The history of a former tavern on Arsenal St. in Benton Park
It’s not every day that you walk into a coffee shop and walk out with a piece of tangible history. Last fall, I wandered into Spine Indie Bookstore & Café at 1976 Arsenal St. in St. Louis, intrigued by the perfect pairing of coffee and books. After chatting with owner Mark Pannebecker, I discovered that this pleasant and welcoming space (which I highly recommend!) has a bit of a dark but fascinating past involving Martin Luther King Jr.
Anyone who lives in an old house probably can relate to this idea that buildings have histories, and if they could only talk, they would have some epic stories to tell us about their previous residents. Commercial buildings house the same ghosts of businesses that came before, along with all the joy and baggage that such history holds.
But since buildings can’t talk, it falls upon us mortal being to tell the stories on their behalf. And with that, let’s take a look at the history of the building at 1976-82 Arsenal and consider why we care about historic buildings as a whole.
The star of our story
The building on Arsenal Street in south St. Louis was built in 1889 by Christian Shollmeyer. It remained in the family until at least 1935. Like many buildings of its era, it had both a commercial storefront on the main level and apartments on the upper floors.
The commercial area was a tavern in the 1930s. A classified ad in the St. Louis Post-Dispatch indicated it was for sale at a “reasonable” price in 1937, and by 1938, the presumably new owner, Michael Reichert, was fined for selling alcohol on a Sunday.
Through the years, the Shollmeyer building housed a shoe repair shop, a beauty shop, a grocer, and an upholsterer. According to Mark Pannebecker, legend has it that it was also a brothel and speakeasy that utilized the English Cave underneath (see below) as an emergency escape route from police raids.

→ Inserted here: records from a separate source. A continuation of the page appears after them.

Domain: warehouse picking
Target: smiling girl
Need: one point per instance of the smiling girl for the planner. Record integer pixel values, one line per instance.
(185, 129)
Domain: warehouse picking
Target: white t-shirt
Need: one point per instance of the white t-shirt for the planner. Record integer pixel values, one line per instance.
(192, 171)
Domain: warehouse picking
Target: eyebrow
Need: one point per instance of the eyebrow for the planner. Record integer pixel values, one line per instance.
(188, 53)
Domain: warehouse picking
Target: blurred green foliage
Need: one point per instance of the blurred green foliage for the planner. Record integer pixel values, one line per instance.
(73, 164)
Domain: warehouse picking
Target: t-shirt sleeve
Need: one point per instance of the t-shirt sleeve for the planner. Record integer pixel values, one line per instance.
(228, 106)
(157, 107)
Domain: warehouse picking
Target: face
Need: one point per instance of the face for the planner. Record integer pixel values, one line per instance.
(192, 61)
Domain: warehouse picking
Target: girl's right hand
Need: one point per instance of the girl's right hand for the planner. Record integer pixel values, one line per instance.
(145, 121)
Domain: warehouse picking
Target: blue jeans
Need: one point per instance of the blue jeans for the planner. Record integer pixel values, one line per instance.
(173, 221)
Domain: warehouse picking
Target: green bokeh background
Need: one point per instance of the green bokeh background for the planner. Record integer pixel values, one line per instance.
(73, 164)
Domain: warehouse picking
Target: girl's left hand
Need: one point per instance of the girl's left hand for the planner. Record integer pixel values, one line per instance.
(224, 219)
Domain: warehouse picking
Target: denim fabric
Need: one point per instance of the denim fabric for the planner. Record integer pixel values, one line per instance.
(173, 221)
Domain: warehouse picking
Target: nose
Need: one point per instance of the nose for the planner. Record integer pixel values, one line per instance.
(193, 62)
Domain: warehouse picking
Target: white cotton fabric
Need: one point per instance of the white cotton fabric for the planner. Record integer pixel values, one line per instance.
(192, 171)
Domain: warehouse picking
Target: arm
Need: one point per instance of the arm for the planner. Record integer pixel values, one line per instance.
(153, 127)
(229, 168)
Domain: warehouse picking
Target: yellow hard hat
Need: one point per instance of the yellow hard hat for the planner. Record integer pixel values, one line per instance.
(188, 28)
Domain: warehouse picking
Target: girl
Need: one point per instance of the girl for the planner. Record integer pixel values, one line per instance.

Despite its many incarnations, it was again operating as a tavern by 1960. In 1967 it was purchased by John Larry Ray and his sister Carol Ray Pepper, who turned it into the Grapevine Tavern, described by the St. Louis Post-Dispatch as a “hardscrabble St. Louis tavern… a good-sized place with a pinball machine, shuffleboard and an ornamental tin ceiling.”
Since its time as a tavern (the Grapevine shuttered in December 1968 after John Ray was convicted of robbing a bank in St. Peters), the Shollmeyer building has continued to host a variety of businesses. In the 1970s it was home to a company that sold industrial safety glasses, and in the 1980s, after being boarded up and vacant for some time, it became a gallery for the New Arts Gallery and Studios.
Today the Shollmeyer building houses Spine Indie Bookstore and Cafe, as well as residential apartments on the main and upper floors.
Benton Park & English Cave
Before continuing on with the story of the building, it’s worth a brief digression to talk about its most important neighbors. One of those neighbors is Benton Park, which also gives its name to the neighborhood as a whole.
In the early days of St. Louis, the land served as the St. Louis City Cemetery from 1833 or 1842 to 1859 or 1865 (sources differ on dates). Because the city outlawed cemeteries within the city limits, as St. Louis expanded, it could not be used for its original purpose. After the graves were relocated to the Quarantine section of Arsenal Island in 1859 (this frequently happened to graves in early St. Louis history), the land was turned into a park named after Senator Thomas Hart Benton. Edward Krausnick, a horticulturist and park superintendent, designed the park and added two lakes, a fountain, and stone bridges, and planted rare trees and shrubs.
In the early days, the pond would periodically—and mysteriously—drain underground. It turned out that the pond had been built over English Cave, a cave system that stretches under the park, our architectural hero, and across the alley to the English Cave Community Garden. (For more, I briefly discuss English Cave in my article on brewery caves.) Eventually, they redesigned the ponds (eliminating one of them) and lined the remaining pond with concrete to prevent further drainage into the cave, and now the main pond is regularly stocked with fish. And Benton Park was listed in the National Register of Historic Places in 1985.
How the Shollmeyer building connects to MLK Jr.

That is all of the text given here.